The city’s mayor Christian Estrosi described the incident as a ‘terrorist attack’ and claimed that the suspect had ‘repeated endlessly ‘Allahu Akbar’’. The suspected attacker was shot by police before being arrested.
The incident took place only a few hundred metres from where 86 people were killed when a lorry driver ploughed into crowds celebrating Bastille Day in 2016. It also comes just a few weeks after a high school teacher was decapitated in Paris after he showed images of the prophet Muhammed to pupils. French president Emmanuel Macron – whose targeting of radical Islam has sparked protests around the world – is travelling to Nice and is expected to make a statement shortly.
Boris Johnson said, in a tweet in French, that he was ‘shocked’ after the ‘barbaric attack’. ‘Our thoughts are with the victims and their families, and the UK stands alongside France in the fight against terror and intolerance,’ he wrote.
French prime minister Jean Castex said the government’s response will be ‘firm, implacable and immediate’, while former president François Holland said:
‘Once again, Nice is struck by barbarism, once again France is attacked by Islamist terrorism. Democracy is our weapon, it will always be the strongest against its enemies. I express my full solidarity to the families of the victims and to all Christians.’

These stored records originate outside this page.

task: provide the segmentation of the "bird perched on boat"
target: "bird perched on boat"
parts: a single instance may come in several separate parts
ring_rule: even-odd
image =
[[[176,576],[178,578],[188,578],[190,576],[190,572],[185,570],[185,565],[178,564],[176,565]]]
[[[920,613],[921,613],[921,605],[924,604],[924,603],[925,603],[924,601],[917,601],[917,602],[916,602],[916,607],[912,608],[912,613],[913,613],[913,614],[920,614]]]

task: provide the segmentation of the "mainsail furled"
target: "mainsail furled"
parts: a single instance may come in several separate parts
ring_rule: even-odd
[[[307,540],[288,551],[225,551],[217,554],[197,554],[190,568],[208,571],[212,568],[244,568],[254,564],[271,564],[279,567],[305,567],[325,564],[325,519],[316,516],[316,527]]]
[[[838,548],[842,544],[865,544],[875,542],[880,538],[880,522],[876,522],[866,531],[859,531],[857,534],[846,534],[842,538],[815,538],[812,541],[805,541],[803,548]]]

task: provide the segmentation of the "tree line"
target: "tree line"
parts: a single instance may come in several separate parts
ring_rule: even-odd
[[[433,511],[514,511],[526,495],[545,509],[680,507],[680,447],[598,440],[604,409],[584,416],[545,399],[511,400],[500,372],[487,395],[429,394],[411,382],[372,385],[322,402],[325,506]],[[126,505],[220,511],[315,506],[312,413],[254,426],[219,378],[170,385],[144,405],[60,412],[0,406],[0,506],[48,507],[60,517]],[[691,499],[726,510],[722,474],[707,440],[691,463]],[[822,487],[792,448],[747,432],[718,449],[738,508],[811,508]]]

Marine Le Pen described the attack as an ‘act of war’. She said:
‘Me and my colleagues are particularly moved, and more convinced than ever that the measures chosen today are not the right ones, not sufficient, they are not individual acts of barbarians, it is not true, they are acts of war, which are carried out on the basis of an ideology.’
The Conference of Bishops of France (CEF) described the knife attack as ‘unspeakable’. Father Hugues de Woillemont, the spokesman of the CEF, said: ‘There is an urgency to fight this gangrene that is terrorism, just as there is an urgency to put in place a concrete fraternity in our country.’
Elsewhere in France this morning, a man who attempted to attack police in Avignon was shot dead by police at 11.15am.